26Le poète est fondu, dissous dans sa Connaissance de l’Est, chaque nerf, chaque sens, chaque éclat d’affect, il les expose aux sensations, aux perceptions, aux imaginations. Il reconstitue ses constats et expériences en images, transfère ces images en symboles, sublime ces symboles en signes.
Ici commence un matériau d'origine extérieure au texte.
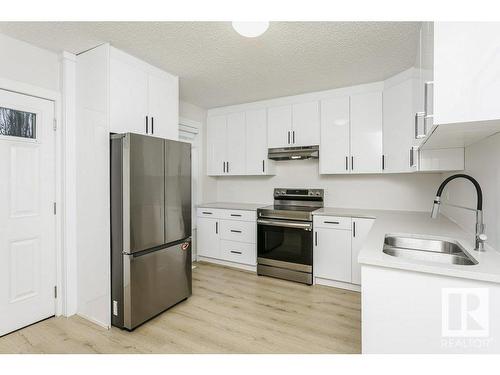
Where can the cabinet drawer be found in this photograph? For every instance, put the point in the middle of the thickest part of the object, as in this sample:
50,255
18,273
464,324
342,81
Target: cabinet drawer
242,231
238,252
239,215
334,222
208,212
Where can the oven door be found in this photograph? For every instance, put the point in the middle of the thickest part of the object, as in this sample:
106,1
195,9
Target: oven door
285,243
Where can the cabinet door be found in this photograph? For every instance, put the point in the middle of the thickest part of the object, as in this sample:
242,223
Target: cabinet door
360,229
366,133
163,103
208,237
332,254
128,98
334,146
305,124
399,116
256,142
235,158
216,145
279,122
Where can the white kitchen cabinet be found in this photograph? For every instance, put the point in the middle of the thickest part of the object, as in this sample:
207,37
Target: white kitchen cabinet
305,124
142,98
227,235
257,162
279,126
466,72
216,145
236,145
163,104
360,229
127,100
332,254
366,132
208,237
398,113
334,145
293,125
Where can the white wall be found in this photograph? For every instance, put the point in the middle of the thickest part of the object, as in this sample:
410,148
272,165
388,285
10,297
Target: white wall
93,199
392,192
26,63
207,185
482,161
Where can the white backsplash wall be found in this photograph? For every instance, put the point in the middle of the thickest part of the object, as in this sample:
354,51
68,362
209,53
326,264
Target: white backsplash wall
482,161
390,191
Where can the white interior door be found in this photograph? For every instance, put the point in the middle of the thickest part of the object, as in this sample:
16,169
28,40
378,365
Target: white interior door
27,220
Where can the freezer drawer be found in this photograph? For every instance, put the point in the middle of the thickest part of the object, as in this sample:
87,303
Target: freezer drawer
154,281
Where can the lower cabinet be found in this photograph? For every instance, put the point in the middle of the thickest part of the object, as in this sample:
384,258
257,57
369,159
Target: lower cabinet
228,235
337,242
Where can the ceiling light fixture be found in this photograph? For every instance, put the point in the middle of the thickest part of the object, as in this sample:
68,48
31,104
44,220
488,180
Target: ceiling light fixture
250,29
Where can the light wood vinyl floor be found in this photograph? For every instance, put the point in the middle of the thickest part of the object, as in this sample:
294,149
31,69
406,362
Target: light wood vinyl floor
230,311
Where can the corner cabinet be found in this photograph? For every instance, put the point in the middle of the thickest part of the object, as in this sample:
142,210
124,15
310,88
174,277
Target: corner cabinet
337,243
351,134
142,98
237,144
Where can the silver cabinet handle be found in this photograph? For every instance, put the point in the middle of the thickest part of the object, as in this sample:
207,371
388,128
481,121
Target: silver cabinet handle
418,116
428,98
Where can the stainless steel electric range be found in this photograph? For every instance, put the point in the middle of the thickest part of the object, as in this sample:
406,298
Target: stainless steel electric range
285,236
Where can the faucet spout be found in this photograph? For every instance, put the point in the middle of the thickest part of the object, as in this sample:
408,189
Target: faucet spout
480,236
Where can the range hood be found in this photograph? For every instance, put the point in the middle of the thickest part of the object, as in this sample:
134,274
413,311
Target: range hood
293,153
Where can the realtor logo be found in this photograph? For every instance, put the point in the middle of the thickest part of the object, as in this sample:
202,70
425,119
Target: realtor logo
465,312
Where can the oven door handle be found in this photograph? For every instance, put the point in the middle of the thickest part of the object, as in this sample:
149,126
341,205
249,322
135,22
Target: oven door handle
286,224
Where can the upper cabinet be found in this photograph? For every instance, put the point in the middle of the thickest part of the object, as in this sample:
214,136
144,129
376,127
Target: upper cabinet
143,99
237,144
293,125
334,149
351,134
463,61
366,132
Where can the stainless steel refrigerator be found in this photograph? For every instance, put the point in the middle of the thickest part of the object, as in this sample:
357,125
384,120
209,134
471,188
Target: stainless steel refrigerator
150,227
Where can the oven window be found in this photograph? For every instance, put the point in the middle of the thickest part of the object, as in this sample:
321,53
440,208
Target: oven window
292,245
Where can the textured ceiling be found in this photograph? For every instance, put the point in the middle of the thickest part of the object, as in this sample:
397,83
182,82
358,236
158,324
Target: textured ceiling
218,67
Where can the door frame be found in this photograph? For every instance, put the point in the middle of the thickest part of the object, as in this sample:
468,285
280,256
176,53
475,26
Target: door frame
55,97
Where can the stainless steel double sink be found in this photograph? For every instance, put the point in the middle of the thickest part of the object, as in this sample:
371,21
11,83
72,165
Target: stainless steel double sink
426,249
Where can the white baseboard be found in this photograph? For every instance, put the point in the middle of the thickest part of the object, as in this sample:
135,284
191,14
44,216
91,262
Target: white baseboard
337,284
221,262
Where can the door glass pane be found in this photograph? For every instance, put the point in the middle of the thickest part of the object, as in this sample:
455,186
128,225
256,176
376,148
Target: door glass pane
17,123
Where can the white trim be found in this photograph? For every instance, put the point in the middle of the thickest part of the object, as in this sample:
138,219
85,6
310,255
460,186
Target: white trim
54,96
220,262
67,130
337,284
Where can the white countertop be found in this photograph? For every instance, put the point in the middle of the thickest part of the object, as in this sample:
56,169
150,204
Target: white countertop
233,206
420,223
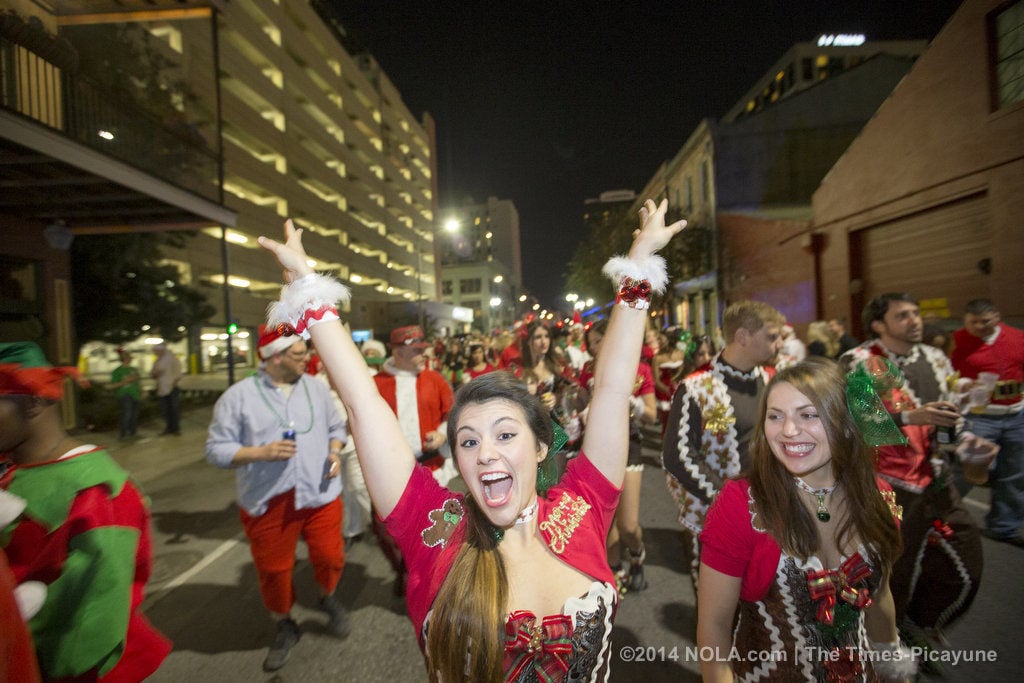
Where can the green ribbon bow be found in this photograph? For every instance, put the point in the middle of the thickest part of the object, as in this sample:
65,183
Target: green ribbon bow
864,385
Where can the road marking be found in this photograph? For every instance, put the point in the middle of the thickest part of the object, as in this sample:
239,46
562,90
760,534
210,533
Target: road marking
976,504
190,571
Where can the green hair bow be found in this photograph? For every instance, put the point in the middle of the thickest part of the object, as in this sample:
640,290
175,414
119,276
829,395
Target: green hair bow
864,386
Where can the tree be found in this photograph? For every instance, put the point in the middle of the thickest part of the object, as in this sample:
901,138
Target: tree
121,285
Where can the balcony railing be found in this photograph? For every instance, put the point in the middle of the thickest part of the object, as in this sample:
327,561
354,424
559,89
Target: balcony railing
107,121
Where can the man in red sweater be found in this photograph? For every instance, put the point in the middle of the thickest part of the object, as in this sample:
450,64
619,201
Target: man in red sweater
421,398
986,345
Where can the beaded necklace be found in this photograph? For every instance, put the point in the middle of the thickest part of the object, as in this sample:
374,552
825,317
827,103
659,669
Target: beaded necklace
284,422
819,495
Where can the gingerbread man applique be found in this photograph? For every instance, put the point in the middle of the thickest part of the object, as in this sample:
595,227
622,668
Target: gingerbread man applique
444,521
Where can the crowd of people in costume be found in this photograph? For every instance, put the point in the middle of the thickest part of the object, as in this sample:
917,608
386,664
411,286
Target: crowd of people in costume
818,484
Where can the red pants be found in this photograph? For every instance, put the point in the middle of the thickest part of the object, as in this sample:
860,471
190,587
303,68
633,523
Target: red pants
273,538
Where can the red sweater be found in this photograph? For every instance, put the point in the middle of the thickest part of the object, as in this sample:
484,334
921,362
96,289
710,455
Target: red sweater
433,397
1005,356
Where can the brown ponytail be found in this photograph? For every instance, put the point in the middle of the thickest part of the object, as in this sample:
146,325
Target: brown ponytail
466,632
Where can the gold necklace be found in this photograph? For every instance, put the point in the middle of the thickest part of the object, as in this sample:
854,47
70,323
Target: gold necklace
819,495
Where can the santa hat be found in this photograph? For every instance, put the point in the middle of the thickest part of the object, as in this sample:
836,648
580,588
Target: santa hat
25,371
274,340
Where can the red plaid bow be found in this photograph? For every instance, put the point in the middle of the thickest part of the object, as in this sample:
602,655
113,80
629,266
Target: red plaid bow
546,647
826,585
634,290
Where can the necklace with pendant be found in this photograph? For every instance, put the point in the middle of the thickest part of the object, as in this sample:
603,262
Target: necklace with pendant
819,495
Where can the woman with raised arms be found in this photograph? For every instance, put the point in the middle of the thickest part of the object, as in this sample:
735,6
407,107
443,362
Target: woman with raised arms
509,582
Les signes naturels démarquent un cadre naturel qui enchante l’auteur ; les signes sociaux pleurent une Chine impériale en agonie, en attente d’une révolution ; les signes culturels chantent la grandeur d’une civilisation qui retrouvera bientôt sa renaissance ; et les signes linguistiques constituent l’abstraction littéraire de tous les autres signes et la force motrice de l’évolution du monde chinois. En quittant cette terre chinoise, le poète lui adresse ses salutations en signes littéraires : « Et je saluerai cette terre, non point avec un jet frivole de paroles inventées, mais en moi que la découverte soudain d’un immense discours cerne le pied des monts comme une mer d’épis traversée d’un triple fleuve » (Salutation, p. 109). Connaissance de l’Est nous révèle donc une essence : la grandeur d’une nation et le courage d’un peuple.
Notes de bas de page
1 P. Claudel. Connaissance de l’Est, NRF-Gallimard, 1974. Tous les textes cités dans le présent article se réfèrent à cette édition.
2 J. Kristeva, Pouvoirs de l’horreur, Seuil, 1980, p. 11.
3 Kristeva, Pouvoirs de l’horreur, op. cit., p. 56.
4 Ibid., p. 57.
5 J.-Y. Tadié, Le récit poétique, Gallimard, 1994, p. 187.
6 Kristeva, Pouvoirs de l’horreur, op. cit., p. 19.